La floculation est effectuée dans des enceintes, munies de systèmes d’agitation, appelées floculateurs. Suivant les applications ou les fluides à traiter, le système d’agitation, le volume du réacteur et l’énergie dis­sipée sont différents explique le site Internet Suezwaterhandbook.fr

Recevant des eaux préalablement coagulées, le floculateur est caractérisé par son gra­dient de vitesse (G), son temps de contact et les vitesses locales extrêmes des mobiles et des fluides, vites­ses qui ne doivent pas créer sur les flocs des forces de cisaillement susceptibles de les re-disperser, ajoute la même source.
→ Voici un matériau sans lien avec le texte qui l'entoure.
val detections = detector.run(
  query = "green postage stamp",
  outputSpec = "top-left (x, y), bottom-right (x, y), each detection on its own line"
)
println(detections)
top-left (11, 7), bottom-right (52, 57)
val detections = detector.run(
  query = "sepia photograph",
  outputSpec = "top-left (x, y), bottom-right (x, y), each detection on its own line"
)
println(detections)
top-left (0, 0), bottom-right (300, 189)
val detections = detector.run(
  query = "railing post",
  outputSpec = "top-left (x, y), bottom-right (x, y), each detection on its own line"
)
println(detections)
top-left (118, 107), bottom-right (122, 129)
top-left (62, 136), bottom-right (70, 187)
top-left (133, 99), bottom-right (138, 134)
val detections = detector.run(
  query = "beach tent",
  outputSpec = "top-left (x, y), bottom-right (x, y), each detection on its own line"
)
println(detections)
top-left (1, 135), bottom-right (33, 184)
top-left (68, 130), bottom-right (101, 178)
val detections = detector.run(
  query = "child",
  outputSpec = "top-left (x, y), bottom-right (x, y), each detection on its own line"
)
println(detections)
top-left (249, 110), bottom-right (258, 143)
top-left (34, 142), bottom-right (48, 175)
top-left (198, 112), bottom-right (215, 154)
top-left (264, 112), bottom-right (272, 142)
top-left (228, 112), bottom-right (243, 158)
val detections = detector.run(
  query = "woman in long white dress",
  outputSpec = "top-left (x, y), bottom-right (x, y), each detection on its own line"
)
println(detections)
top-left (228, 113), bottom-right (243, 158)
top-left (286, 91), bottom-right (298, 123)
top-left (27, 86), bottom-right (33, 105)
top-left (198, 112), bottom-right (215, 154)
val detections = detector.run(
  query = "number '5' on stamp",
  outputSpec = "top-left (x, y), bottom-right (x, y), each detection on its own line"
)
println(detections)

Après sa visite dans les installations de la REGIDESO, le gouverneur Atou Matubuana a promis son implication pour réduire tant soit peu la misère de la population.

Il appelle aussi la population à payer les factures de la REGIDESO pour lui permettre de bien fonctionner.

Des observateurs indiquent que la solution durable à ce problème de pénurie d’eau potable serait la mise en exécution de la deuxième phase du projet d’amélioration de desserte en eau potable (PMU), sur financement de la Banque mondiale.

En effet, les 3 500 branchements sociaux dans le cadre de la première phase du projet d'alimentation en eau potable en milieu urbain que finance la Banque mondiale, constituent le nœud de problème lié à la pénurie d'eau dans la ville de Matadi.

La deuxième phase, qui devrait normalement être exécutée en aval, nécessite un financement de 7 millions de dollars. Cette phase consistera à agrandir les usines de captages et de nettoyage d'eau basées à Matadi, en vue d'accroître la production d'eau.

Dans cette visite, Atou Matubuana s'est fait accompagner du ministre provincial de l’Energie Guylain Panzu et de deux élus de Matadi.